KITS 06/2023

WNr.160303, Hptm. Friedrich Eberle, CO of III./JG 1, Volkel, the Netherlands, November 1943

Friedrich Eberle, the commanding officer of

III. Gruppe of JG 1, was downed in this Bf 109G-6

on January 30, 1944. The man who recorded the

kill was a P-47D Thunderbolt jockey, Lt. Robert

Booth, of the 369th FS, 359th FG, a fighter ace with

a total of eight kills to his credit. Booth himself was

downed a few months later, on June 8, 1944 and

became a POW. Eberle was injured but survived the

encounter with Booth and led III. Gruppe until April

27, 1944. In July 1944, he was appointed the CO of

III./JG 4. Eberle led his unit in Operation Bodeplatte,

the attack on Allied airfields on January 1, 1945. He

was court martialled for cowardice but finally was

acquitted of the charge and survived the war with

33 kills.
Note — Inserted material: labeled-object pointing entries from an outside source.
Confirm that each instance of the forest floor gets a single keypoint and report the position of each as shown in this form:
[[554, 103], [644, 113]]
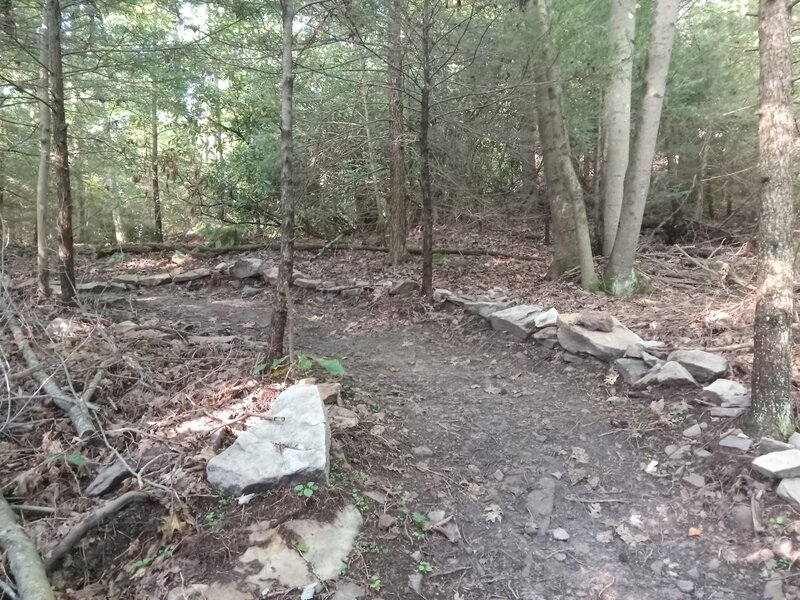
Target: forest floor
[[454, 420]]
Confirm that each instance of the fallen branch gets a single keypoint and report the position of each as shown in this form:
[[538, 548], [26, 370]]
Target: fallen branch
[[300, 246], [95, 518], [76, 408], [23, 558]]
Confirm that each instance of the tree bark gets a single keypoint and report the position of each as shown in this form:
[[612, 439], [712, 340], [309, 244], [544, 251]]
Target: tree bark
[[398, 220], [772, 413], [45, 133], [617, 116], [281, 312], [570, 225], [158, 234], [66, 255], [620, 276], [425, 155]]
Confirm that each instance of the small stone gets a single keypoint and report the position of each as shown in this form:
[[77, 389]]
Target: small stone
[[422, 452], [693, 431], [779, 465], [695, 480], [737, 442]]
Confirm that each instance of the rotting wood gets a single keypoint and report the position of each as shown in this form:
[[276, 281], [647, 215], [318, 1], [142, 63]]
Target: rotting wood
[[300, 246], [95, 518], [23, 558]]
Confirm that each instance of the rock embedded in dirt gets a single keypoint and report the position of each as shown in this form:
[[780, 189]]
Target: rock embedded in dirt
[[789, 490], [596, 321], [246, 267], [727, 393], [517, 321], [704, 366], [292, 446], [606, 346], [192, 275], [631, 369], [779, 465]]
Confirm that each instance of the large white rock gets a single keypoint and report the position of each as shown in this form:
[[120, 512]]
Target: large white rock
[[518, 321], [779, 465], [704, 366], [605, 345], [292, 446]]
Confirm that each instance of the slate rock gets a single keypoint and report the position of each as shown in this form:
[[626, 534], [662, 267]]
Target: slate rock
[[670, 373], [767, 445], [596, 321], [606, 346], [518, 321], [789, 490], [192, 275], [779, 465], [485, 308], [246, 267], [727, 393], [292, 446], [631, 369], [704, 366]]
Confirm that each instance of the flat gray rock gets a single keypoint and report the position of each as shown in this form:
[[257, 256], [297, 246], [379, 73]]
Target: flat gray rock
[[631, 369], [518, 321], [704, 366], [727, 393], [192, 275], [246, 267], [779, 465], [789, 490], [605, 345], [292, 446]]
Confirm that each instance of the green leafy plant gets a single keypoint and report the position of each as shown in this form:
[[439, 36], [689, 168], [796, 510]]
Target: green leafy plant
[[424, 566], [375, 583], [306, 490]]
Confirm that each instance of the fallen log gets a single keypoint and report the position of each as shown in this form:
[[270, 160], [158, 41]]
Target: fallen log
[[201, 250], [95, 518], [74, 406], [23, 558]]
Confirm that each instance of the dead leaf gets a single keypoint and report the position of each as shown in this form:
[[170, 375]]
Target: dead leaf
[[493, 513]]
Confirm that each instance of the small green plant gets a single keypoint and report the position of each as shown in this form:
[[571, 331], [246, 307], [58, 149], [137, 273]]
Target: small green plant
[[306, 490], [375, 583]]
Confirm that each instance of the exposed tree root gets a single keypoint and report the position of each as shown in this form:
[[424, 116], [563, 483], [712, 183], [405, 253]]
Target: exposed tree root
[[301, 246], [94, 519], [23, 558]]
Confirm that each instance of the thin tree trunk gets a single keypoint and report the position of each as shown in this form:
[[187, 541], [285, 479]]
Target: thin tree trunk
[[620, 276], [159, 232], [570, 225], [45, 133], [66, 255], [617, 116], [425, 152], [772, 413], [281, 311], [398, 219]]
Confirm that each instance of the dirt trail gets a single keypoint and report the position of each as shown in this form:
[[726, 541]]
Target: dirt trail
[[498, 417]]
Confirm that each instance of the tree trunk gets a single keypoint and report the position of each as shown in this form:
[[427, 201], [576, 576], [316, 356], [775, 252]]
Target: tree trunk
[[398, 220], [425, 154], [45, 116], [158, 230], [570, 226], [620, 276], [281, 311], [772, 413], [66, 254], [617, 116]]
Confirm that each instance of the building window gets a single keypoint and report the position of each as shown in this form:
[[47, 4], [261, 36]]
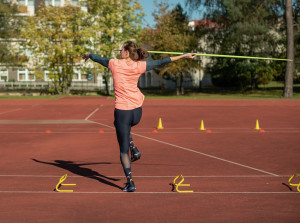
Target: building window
[[77, 76], [25, 75], [30, 2], [3, 75]]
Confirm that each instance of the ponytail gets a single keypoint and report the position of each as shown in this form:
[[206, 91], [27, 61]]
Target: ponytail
[[135, 53]]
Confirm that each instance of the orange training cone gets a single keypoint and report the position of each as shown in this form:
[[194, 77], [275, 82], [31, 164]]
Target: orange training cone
[[160, 124], [202, 126]]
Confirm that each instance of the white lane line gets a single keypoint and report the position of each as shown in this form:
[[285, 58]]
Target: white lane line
[[11, 111], [225, 176], [194, 151], [148, 192], [92, 114]]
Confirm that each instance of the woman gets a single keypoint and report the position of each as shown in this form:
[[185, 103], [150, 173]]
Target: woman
[[128, 98]]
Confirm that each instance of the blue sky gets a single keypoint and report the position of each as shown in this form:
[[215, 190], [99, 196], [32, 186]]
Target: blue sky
[[149, 7]]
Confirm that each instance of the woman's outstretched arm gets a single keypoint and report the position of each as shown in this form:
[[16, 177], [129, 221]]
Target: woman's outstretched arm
[[154, 63], [103, 61]]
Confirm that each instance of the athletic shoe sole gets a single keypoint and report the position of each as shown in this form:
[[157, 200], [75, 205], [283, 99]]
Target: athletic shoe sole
[[136, 156]]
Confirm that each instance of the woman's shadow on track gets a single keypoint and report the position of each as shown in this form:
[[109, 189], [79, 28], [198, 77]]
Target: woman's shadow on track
[[82, 171]]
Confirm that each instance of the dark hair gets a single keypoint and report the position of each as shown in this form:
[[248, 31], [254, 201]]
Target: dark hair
[[135, 53]]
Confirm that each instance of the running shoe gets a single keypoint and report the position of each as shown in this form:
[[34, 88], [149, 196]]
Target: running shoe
[[129, 187], [135, 154]]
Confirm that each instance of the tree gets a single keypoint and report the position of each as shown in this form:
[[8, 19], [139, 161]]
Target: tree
[[246, 28], [289, 72], [114, 22], [9, 24], [172, 33], [55, 38]]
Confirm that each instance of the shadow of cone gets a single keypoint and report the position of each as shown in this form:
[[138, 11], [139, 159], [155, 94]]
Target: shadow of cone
[[202, 126], [160, 124]]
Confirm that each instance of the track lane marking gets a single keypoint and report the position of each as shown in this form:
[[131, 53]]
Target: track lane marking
[[194, 151]]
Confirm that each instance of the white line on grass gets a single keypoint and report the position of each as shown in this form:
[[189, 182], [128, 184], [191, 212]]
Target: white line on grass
[[92, 114], [194, 151]]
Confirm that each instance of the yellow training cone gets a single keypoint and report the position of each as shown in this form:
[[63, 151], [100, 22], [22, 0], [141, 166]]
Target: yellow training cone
[[257, 125], [160, 124], [202, 126]]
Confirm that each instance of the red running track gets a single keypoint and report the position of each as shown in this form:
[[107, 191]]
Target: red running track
[[237, 173]]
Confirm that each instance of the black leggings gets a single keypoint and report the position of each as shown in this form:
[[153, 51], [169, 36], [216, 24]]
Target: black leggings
[[124, 120]]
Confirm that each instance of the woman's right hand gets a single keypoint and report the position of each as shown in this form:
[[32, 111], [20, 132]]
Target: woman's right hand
[[190, 56], [85, 56]]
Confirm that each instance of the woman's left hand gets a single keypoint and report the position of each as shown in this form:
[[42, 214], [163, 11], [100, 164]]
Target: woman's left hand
[[85, 56]]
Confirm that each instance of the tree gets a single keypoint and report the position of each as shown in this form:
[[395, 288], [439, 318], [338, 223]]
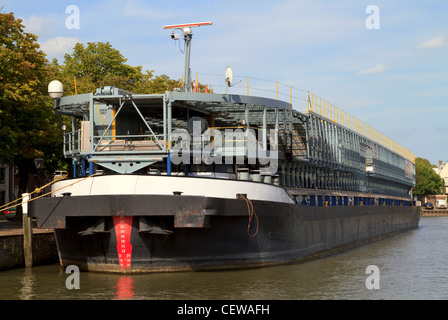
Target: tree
[[28, 125], [426, 179]]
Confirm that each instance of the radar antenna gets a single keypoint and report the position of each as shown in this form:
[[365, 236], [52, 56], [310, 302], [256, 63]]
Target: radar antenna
[[186, 30]]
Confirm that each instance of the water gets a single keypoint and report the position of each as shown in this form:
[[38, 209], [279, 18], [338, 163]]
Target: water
[[412, 265]]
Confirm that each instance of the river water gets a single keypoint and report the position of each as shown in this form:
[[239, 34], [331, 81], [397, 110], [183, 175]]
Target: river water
[[411, 265]]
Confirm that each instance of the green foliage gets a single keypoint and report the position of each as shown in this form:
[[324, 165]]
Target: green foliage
[[99, 64], [426, 179], [28, 125], [29, 128]]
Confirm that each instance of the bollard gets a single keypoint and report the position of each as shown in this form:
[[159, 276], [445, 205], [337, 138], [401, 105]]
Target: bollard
[[27, 232]]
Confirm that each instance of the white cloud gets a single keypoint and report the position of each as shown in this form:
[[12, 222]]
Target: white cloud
[[59, 45], [379, 68], [438, 42]]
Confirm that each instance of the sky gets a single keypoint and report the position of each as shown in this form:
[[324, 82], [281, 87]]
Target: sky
[[383, 61]]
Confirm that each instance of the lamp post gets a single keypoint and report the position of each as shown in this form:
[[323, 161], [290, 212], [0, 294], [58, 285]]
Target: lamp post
[[56, 90], [39, 163]]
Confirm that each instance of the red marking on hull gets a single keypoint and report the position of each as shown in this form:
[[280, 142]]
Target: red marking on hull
[[123, 227]]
Eberle´s aircraft had been marked with

a double chevron but in accordance with temporary

orders, this marking was painted over and the

commander´s aircraft was marked with a number.

The JG 1 crest was painted on the left side of the

cowling only. The rear part of the fuselage was

partially overpainted with RLM 76 to tone it down.
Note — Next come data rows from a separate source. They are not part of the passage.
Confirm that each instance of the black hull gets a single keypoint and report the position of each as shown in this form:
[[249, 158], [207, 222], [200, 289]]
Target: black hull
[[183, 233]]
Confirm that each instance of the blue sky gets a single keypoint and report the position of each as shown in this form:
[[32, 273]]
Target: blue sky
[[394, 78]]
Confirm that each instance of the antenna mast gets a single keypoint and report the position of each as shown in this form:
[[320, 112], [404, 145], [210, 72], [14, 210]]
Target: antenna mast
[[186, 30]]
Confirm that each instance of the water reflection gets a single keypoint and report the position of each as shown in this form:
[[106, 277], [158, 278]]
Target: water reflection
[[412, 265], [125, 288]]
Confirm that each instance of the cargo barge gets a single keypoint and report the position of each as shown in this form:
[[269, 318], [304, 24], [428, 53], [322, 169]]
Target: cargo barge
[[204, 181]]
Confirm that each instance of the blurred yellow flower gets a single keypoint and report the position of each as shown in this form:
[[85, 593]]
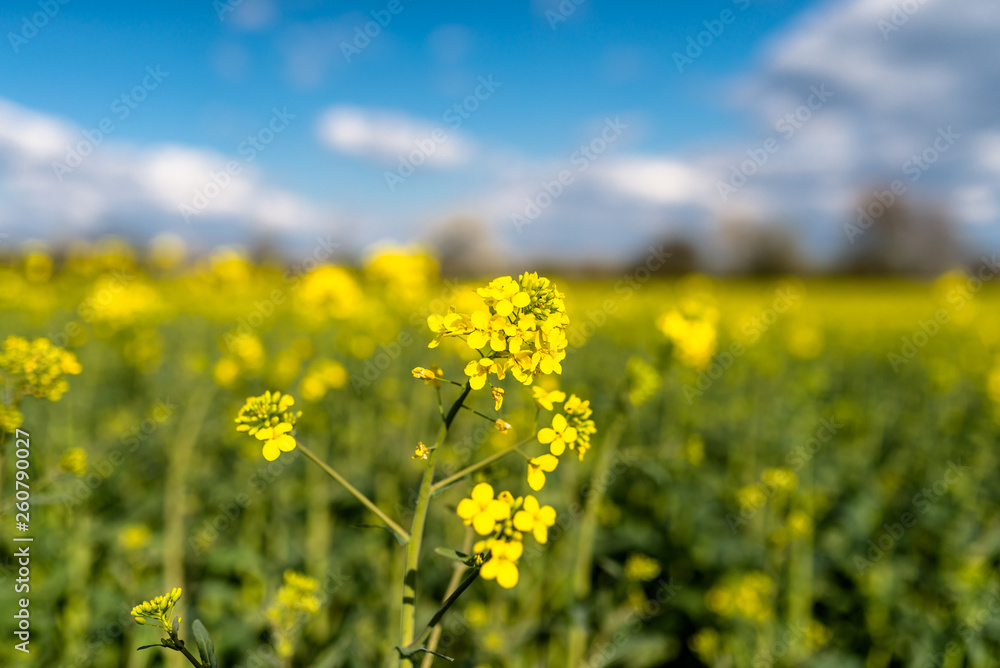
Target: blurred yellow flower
[[74, 461]]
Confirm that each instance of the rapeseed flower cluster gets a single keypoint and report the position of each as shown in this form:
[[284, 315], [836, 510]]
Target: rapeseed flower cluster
[[521, 330], [37, 368], [158, 611], [748, 595], [268, 418], [297, 600], [503, 520], [692, 328]]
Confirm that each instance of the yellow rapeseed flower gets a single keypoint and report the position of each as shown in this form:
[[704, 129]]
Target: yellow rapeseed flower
[[545, 399], [157, 611], [535, 519], [482, 511], [538, 467], [502, 565]]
WNr. 15729, Obstlt. Hermann Graf, Stab./JG11, Jever, Germany, early 1944

This aircraft was manufactured by the Erla factory

as a Bf 109G-5 high-altitude fighter but was

converted to G-6 standard later. What was typical

for the G-5 and retained during the conversion

was the anti-fog capsule in the windscreen. The

camouflage scheme is unusual – the former

camouflage including the Stab marking was

oversprayed with a light grey color, probably

RLM 76.Hermann Graf commanded JG 11 from

November 11, 1943 till March 29, 1944 and despite

the fact that he was officially banned from flying,

he managed to down seven aircraft – amounting

to the final kills of his career. He is credited with

212 victories in total (the majority of which were

with JG 52 and three with JGr. 50). He was awarded

for his successes during the war as well as after.

He received Diamonds to his Ritterkreuz with

Oak Leaves and Swords, the fifth recipient of this

honor, on September 29, 1942. Graf participated in

propaganda campaigns, and he was a member of

the Luftwaffe soccer team. At the end of the war,

Graf led JG 52 and retreated from East Prussia via

Silesia to Bohemia and surrendered to US forces at

Písek on May 8, 1945. He was promptly handed over

to the Russians and spent more than four years in

Russian captivity.

WNr. 411960, Hptm. Franz Dörr, CO of III./JG 5, Gossen, Norway, May 1945

Franz Dörr downed his first victim, a British

Wellington bomber, on September 29, 1941 as

a member of 1.(Erg.)/JG 3. This unit was

redesignated 7./JG 5 on January 1, 1942. In early

May 1944, Dörr took command of III. Gruppe of

JG 5 and led this unit till the end of war. Dörr

June 2023

was awarded the Ritterkreuz on August 19, 1944.

He managed to down 122 enemy aircraft – his

score is marked on the rudder of his personal

Bf 109G-6, WNr. 411960. This aircraft was

manufactured at the Erla factory and sports all

its typical characteristics such as the small bulge

on the right side of the cowling and different

gun troughs. The exact color of the spinner is

inconclusive from photographic evidence but can

be black with a white spiral. The small disc on the

rear fuselage identified III. Gruppe aircraft.